James Crit ESTEP, Appellant (Defendant),
v.
STATE of Florida, Appellee (State).
No. V-462.
District Court of Appeal of Florida, First District.
September 10, 1975.*521 Richard W. Erwin, III, Public Defender, and David J. Busch, Asst. Public Defender, for appellant.
Robert L. Shevin, Atty. Gen., and Raymond L. Marky, Asst. Atty. Gen., for appellee.
MILLS, Judge.
Estep seeks reversal of a judgment of conviction and sentence based on a jury verdict finding him guilty of the crime of escape.
Estep asserts that the judgment of conviction is fatally defective as the State failed to present evidence that at the time of the escape he was in lawful custody of a law enforcement official.
The owner of a car destroyed by fire informed an officer that a box of tools was stolen from his car the night before its destruction. Later the tools were located at a car lot operated by Estep's father who advised the officer that his son had brought the tools to the lot. The tools were identified by the owner as the tools stolen from his car. In addition, a citizen informed the officer that Estep was the individual who set fire to the car. While confined to jail serving a sentence for violation of a municipal ordinance, Estep was arrested without a warrant, and charged with breaking and entering with the intent to commit a felony. Subsequently, Estep escaped from the jail.
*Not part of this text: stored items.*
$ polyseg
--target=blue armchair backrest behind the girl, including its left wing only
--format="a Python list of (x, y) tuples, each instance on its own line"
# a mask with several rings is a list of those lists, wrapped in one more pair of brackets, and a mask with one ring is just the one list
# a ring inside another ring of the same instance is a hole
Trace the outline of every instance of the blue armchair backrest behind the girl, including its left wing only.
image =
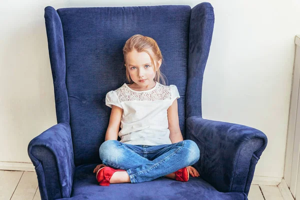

An officer may arrest a person without a warrant if a felony has been committed and the officer reasonably believes the person committed it. Section 901.15(2), F.S.
Section 944.40, F.S., under which Estep was charged, provides that any prisoner confined in a jail who escapes from confinement shall be guilty of a felony in the second degree. Section 944.02(4), F.S., defines prisoner as any person who is under arrest and in lawful custody of any law enforcement official.
We are of the opinion that probable cause existed for the officer to arrest Estep without a warrant, and that Estep was in lawful custody at the time of his escape. It is uncontroverted that Estep escaped from a municipal jail to which he was confined.
The other point raised by Estep is without merit.
We affirm.
BOYER, C.J., and McCORD, J., concur.